Real-World Laboratory: Asylum Seekers

Since early 2016, the research team of the Real-World Laboratory: Asylum Seekers in the Rhine-Neckar region has been analysing factors that are necessary for a successful and sustainable social integration of asylum seekers into education and employment. To this end, researchers analyse the educational and vocational background of asylum seekers, in particular with regard to the development of linguistic, mathematical and professional competencies that facilitate social, civic and labour market participation. In addition to professional education opportunities, local contextual factors are crucial to this analysis, such as initiatives and support programmes offered by municipalities and public bodies like job centres, or programmes launched by the organised and informal civil society or by local businesses.

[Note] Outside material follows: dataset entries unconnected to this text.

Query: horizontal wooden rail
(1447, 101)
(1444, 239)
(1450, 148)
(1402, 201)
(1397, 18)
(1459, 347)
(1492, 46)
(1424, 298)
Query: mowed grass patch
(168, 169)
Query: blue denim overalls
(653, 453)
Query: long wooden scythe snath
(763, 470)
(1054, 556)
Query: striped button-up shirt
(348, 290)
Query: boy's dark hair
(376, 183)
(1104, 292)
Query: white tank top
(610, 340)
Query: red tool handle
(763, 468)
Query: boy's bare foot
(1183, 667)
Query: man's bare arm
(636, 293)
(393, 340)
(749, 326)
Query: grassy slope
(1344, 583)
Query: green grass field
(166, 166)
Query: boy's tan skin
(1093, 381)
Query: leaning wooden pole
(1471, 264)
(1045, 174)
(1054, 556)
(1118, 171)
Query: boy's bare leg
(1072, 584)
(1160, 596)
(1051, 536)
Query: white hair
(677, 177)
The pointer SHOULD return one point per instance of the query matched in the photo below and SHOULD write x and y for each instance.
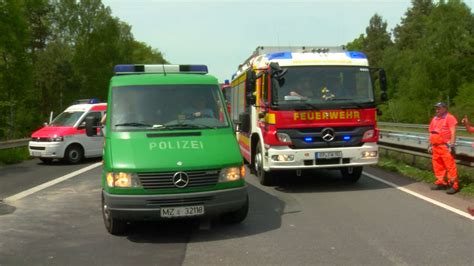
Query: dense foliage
(428, 57)
(53, 52)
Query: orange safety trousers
(443, 162)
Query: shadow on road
(264, 215)
(323, 180)
(61, 162)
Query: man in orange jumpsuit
(442, 139)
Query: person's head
(441, 108)
(200, 102)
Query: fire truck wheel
(46, 160)
(351, 174)
(265, 178)
(113, 226)
(237, 216)
(74, 154)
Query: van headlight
(232, 174)
(121, 179)
(56, 139)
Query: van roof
(87, 107)
(161, 79)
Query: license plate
(329, 155)
(171, 212)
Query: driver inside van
(199, 108)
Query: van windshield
(66, 119)
(166, 107)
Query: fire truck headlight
(121, 179)
(283, 158)
(369, 154)
(283, 137)
(231, 174)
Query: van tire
(74, 154)
(265, 178)
(46, 160)
(237, 216)
(113, 226)
(351, 174)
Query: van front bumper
(46, 149)
(148, 207)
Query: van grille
(202, 178)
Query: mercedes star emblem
(328, 134)
(180, 179)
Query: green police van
(170, 150)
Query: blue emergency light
(281, 55)
(165, 69)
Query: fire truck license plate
(182, 211)
(328, 155)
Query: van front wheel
(265, 178)
(74, 154)
(113, 226)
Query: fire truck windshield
(325, 86)
(66, 119)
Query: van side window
(96, 115)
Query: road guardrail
(417, 143)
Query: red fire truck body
(305, 107)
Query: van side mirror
(91, 126)
(383, 85)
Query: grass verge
(420, 169)
(14, 155)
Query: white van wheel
(74, 154)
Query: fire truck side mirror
(251, 99)
(244, 122)
(91, 125)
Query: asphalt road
(312, 220)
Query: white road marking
(50, 183)
(432, 201)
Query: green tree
(15, 69)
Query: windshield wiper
(133, 124)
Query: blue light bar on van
(282, 55)
(135, 69)
(356, 55)
(94, 100)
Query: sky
(223, 33)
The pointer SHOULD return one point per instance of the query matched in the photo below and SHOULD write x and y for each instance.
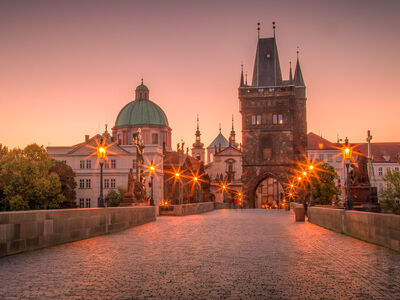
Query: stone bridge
(221, 254)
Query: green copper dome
(140, 113)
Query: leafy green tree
(26, 181)
(323, 185)
(68, 184)
(391, 194)
(114, 197)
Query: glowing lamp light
(101, 152)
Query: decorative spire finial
(273, 27)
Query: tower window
(277, 119)
(154, 138)
(256, 119)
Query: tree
(323, 184)
(68, 184)
(390, 196)
(26, 181)
(114, 197)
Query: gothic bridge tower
(274, 125)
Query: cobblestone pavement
(222, 254)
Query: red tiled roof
(381, 152)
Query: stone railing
(29, 230)
(380, 229)
(188, 209)
(223, 205)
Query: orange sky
(68, 67)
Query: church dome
(140, 113)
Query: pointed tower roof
(290, 72)
(241, 78)
(298, 76)
(267, 70)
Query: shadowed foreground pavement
(221, 254)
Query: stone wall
(189, 209)
(222, 205)
(29, 230)
(380, 229)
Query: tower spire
(273, 27)
(298, 76)
(241, 77)
(232, 136)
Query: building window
(380, 171)
(154, 138)
(277, 119)
(113, 164)
(280, 119)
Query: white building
(140, 113)
(384, 157)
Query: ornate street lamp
(101, 155)
(347, 152)
(152, 170)
(311, 168)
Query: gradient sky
(68, 67)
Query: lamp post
(311, 168)
(152, 169)
(101, 155)
(347, 153)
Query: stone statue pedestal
(364, 198)
(128, 200)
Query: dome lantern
(142, 92)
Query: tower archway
(265, 190)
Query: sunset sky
(68, 67)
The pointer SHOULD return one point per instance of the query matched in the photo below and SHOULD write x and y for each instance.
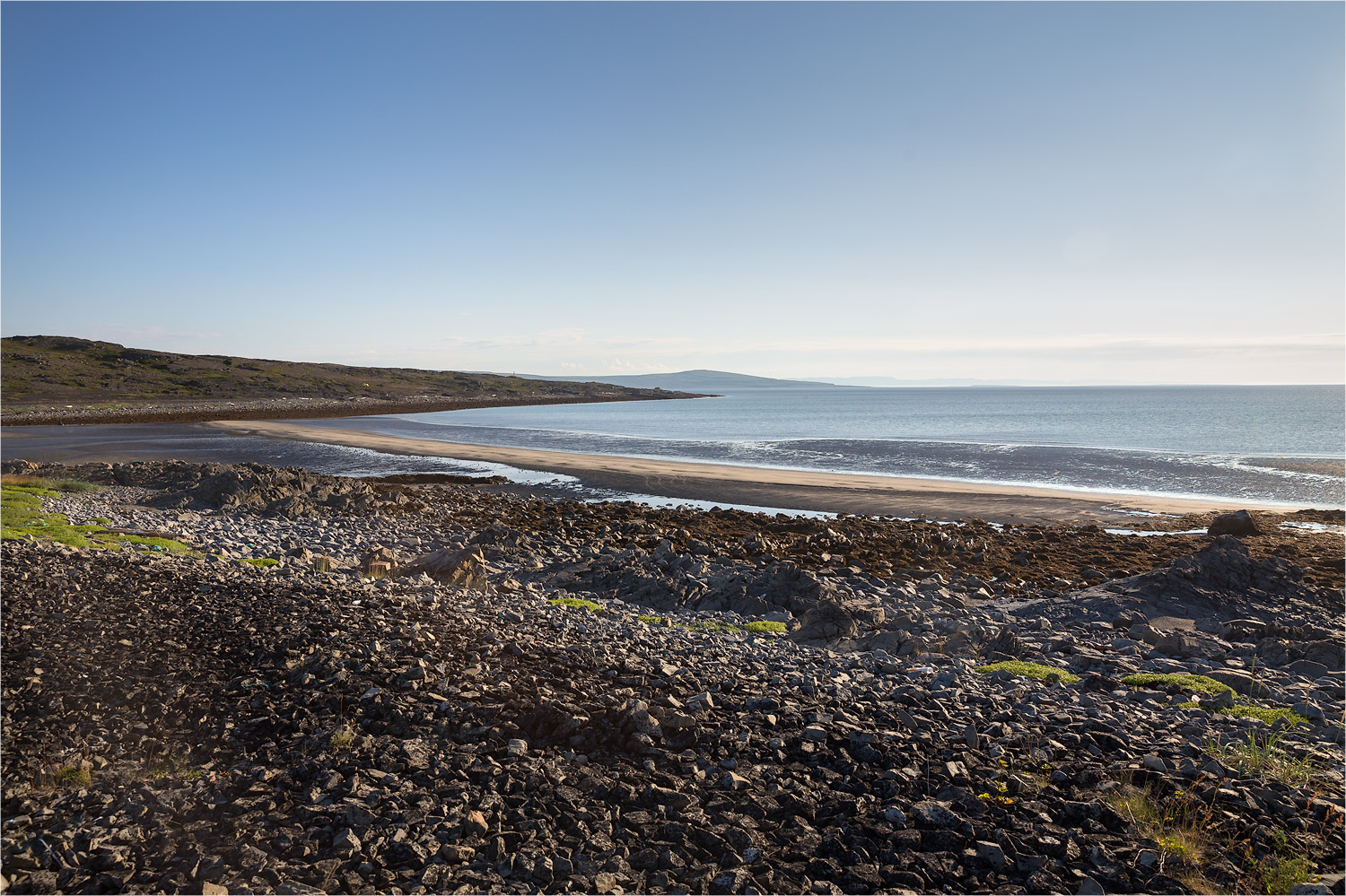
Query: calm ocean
(1254, 443)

Furthermore, social and local reception conditions for refugees also play an important role, such as civic engagement in the individual regions as well as the overall perceptible willingness of a society to foster integration.

Project structure

The Real-World Laboratory follows a trans-disciplinary, multi-method and participative approach. The project is carried out in collaboration of the Heidelberg University of Education (PH), the ZEW – Leibniz Centre for European Economic Research, the Institute of Geography and the Centre for Social Investments (CSI) at Heidelberg University. In addition, numerous representatives from the region with practical experience in the field of integration actively contribute to the research process and participate in the collaborative development of solutions. The Real-World Laboratory consists of four sub-projects, which each focus on one specific aspect of sustainable integration.

About real-world laboratories

In real-world laboratories, prevalent social issues are investigated by scientists, representatives from society and practitioners. With a focus on current problems, the participants scientifically evaluate possible real-world solutions and develop new, sustainable approaches. This enables the region’s knowledge-base to be widened, the effectiveness of measures to be investigated and best-practice recommendations to be developed.

The Real-World Laboratory: Asylum Seekers is part of the “Urban Field Lab” programme of the Baden-Württemberg Ministry for Science, Research and the Arts and is set to run from January 2016 to March 2019.